Les reproches étaient financiers: MBS voulait récupérer 100 milliards de dollars des cassettes des princes et citoyens saoudiens, y compris Saad Hariri détenant la nationalité saoudienne. De plus Saad devait au gouvernement des cotisations supérieures à 8 milliards de dollars. On voulait décortiquer également les secrets du système que Khaled al-Tuwaijri avait élaboré.

Dans ce contexte, le prince héritier émirati Mohammed ben Zayed (MBZ) joua un rôle déterminant, vu l’animosité qu’il porte à l’égard de Saad en plus d’un litige de 300 millions de dollars avec sa holding. Son influence sur MBS a conduit à l’élimination de «la dernière chance de Hariri». Toutes les tentatives de rapprochement, de séduction n’ont abouti qu’à de la haine qui s’accumulait et à un manque de confiance qui grandissait et tout cela se traduit par la décision d’arrêter Hariri.

S’ajouta les circonstances de la libération du Premier ministre du Liban, avec une intervention internationale, notamment française, ce qui a aggravé la crise entre MBS et Saad.

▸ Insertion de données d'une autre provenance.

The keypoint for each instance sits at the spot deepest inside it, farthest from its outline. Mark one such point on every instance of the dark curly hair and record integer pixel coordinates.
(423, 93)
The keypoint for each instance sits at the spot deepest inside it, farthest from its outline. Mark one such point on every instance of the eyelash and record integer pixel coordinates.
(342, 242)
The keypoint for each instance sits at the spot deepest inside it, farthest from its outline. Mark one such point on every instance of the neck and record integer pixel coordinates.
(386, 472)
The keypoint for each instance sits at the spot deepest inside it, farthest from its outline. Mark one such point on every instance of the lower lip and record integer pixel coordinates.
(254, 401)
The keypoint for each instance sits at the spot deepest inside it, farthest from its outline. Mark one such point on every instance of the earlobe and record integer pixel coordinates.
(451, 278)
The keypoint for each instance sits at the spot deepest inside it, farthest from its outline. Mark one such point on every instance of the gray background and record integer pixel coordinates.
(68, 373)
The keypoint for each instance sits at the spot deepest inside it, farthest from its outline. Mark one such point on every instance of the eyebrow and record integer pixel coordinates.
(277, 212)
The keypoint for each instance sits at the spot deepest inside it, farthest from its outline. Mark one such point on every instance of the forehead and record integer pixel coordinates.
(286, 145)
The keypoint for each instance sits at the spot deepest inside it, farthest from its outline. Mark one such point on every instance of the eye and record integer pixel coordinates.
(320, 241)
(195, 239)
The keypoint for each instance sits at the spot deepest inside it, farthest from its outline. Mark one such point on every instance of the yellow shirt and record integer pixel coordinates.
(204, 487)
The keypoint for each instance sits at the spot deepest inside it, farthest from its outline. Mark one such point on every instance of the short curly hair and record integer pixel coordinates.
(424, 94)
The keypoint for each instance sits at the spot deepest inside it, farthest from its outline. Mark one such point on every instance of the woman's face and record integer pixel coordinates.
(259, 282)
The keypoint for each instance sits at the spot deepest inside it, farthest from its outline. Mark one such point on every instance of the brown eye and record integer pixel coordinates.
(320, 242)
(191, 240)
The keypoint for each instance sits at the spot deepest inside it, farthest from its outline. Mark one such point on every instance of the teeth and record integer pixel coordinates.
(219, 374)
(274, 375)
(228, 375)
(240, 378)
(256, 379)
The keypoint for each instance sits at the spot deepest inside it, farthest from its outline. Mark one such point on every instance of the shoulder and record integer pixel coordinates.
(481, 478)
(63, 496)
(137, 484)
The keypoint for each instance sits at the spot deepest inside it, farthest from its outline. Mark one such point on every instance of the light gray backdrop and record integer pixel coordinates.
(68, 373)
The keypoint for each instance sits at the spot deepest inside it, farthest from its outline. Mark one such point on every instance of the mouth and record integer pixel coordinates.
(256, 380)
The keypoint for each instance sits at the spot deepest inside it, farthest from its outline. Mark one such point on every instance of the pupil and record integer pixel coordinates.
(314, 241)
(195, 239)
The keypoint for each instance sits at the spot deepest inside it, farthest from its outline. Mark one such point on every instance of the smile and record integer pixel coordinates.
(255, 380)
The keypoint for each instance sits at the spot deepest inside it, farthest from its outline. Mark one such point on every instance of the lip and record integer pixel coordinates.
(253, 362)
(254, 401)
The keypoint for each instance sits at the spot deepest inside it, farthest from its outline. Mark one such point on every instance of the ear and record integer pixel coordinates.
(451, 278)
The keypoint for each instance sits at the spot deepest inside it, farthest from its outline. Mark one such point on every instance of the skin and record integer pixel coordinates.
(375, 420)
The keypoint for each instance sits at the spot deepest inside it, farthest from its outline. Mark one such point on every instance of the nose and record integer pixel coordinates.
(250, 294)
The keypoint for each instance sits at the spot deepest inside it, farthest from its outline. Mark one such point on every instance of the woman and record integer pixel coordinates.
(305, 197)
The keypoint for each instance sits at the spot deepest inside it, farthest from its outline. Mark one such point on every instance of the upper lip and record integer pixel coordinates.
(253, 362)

Les Français ont arrangé une visite de Saad Hariri au Royaume wahhabite (28 février 2018), qui n’a pas aidé à réparer la cassure. Et les pêcheurs en eaux troubles ont les rapporteurs bénévoles, ont contribué à creuser le fossé.

Il va de soi que l’Arabie saoudite a déjà tourné la page Saad Hariri. ET cela est évident que ce soit dans les déclarations de leur ambassadeur à Beyrouth ou bien les membres de la cour royale visiteurs de la capitale libanaises. Même MBZ le prince héritier de l’EAU le confirme à toute personne qui veut bien l’écouter.

Pour quitter son alliance avec le courant du Président libanais Michel Aoun et le Hezbollah et démissionner fin octobre 2019, Hariri pensait se concilier les Saoudiens. Mais les portes sont restées fermées. « On lui a donné deux chances il n’a saisi aucune » disent les responsables à Ryad la capitale saoudienne, et de détailler: « 1- nous voulions qu’il prenne une position forte à l’encontre du Hezbollah, accusé de complicité dans l’assassinat de son père, et cela aussitôt le jugement du Tribunal international fut annoncé. 2- nous voulions qu’il soutienne la candidature de Nawaf Salam au poste de Premier ministre », il ne fit rien. Pour les Saoudiens Saad Hariri ne tient pas parole.

Il est évident que les Saoudiens n’en veulent plus de Saad dans leur stratégie au Liban. Ils ont à son encontre un regard hostile, et le traite comme un Saoudien en fuite.

Hariri a commencé à agir comme si cet incubateur régional (le Royaume wahhabite) n’existait pas. L’homme s’est déplacé psychologiquement, politiquement et pratiquement sous la « coupe française». Il a décidé d’agir au niveau des relations internationales ouvertes de l’Est à l’Ouest, de Téhéran, à Washington.

Il semble décidé de s’ouvrir sur tous les partis libanais, à l’exception des Forces libanaises et de quelques nouvelles boutiques politiques et médiatiques.

Hariri joue gros en mettant tous ses œufs dans le « panier de l’initiative française » si elle aboutit il aurait gagné sinon il perdrait tout. La diplomatie égyptienne a également décidé de s’ouvrir à lui et de rester proche de lui.

Est-ce que cela signifie-t-il que la légitimité sunnite ne sera plus liée au Royaume d’Arabie saoudite?

La présence saoudienne au Liban reste timide. Son pouvoir pour en finir avec de Saad Hariri en tant que pôle politique, avec ses outils actuels (politiques) est presque inexistant. Si Mohammed ben Salman décide d’inonder la rue sunnite avec des leviers sociaux (finances et services), il peut porter un coup dur à Hariri, Mais tant que la bataille est politique, l’opinion publique libanaise sunnite malgré sa colère et sa frustration à l’égard de Saad Hariri, lui reste fidèle du Sud au Nord en passant par la Bekaa et la capitale.

Une conclusion s’impose: Saad Hariri survit toujours grâce au capital sympathie qu’avait son feu père martyr. Et Cela représente un atout populaire important car il est tentaculaire, au pays et à l’étranger, mais ce mandat basé sur la sympathie peut-il durer indéfiniment.